With the reservoir supplying people living far beyond the Oxfordshire border, Thames Water is encouraging individuals and communities across the South East to have their say and to respond to the public consultation. In addition to assuring water supplies, the reservoir will also help to improve the environment by reducing abstractions from rivers and groundwater sources, including Hampshire’s rare and sensitive chalk streams, the Test and Itchen.

The interim masterplan for SESRO is separated into seven different zones, which the public are asked to comment on. This includes information about the opportunities for leisure, which could include nature trails, a visitor centre, cafés, a water sports centre, recreational lakes and an education centre.

Feedback is also sought on potential changes to the local road network as part of wider plans to better connect communities to the reservoir and each other.
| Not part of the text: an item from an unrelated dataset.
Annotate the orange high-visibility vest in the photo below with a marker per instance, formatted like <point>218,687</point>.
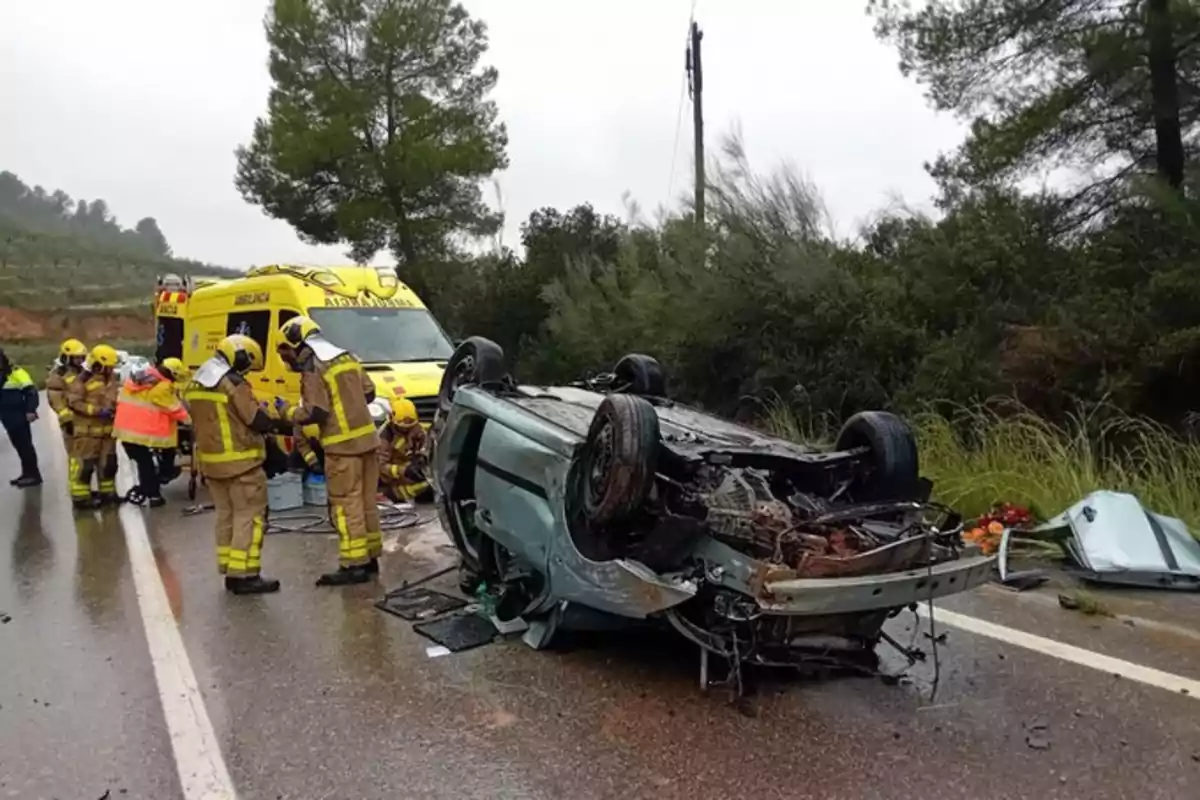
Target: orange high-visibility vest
<point>148,411</point>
New public rights of way (PROWs) and an enhanced road network would help to ensure that residents in the nearby villages of East Hanney, Steventon, Drayton, Marcham and Garford could all access the new open spaces with ease.

Lee Dance, Organisational Director at Water Resources South East, said: “It’s important that we make the right decisions for the whole of the region. SESRO is a critical part of the forward-looking programme of investment in our water supplies, set out in WRSE’s regional plan, which will provide water to people across the South East.  

“It will provide a new strategic water resource, producing up to 270 million litres of water per day that will be moved across the region, providing additional water supplies to 15 million people.  

“It’s critical we have the right infrastructure in place to meet the challenges ahead, including climate change and population growth, and to help us leave more water in our rivers and streams to help protect our region’s environment.”  

The SESRO public consultation will be supported by a series of community events which will help visitors to contextualise the visual layout proposed for the reservoir. This will include a new virtual reality headset experience, which enables people to view the reservoir from different vantage points, 3D models and new computed generated images.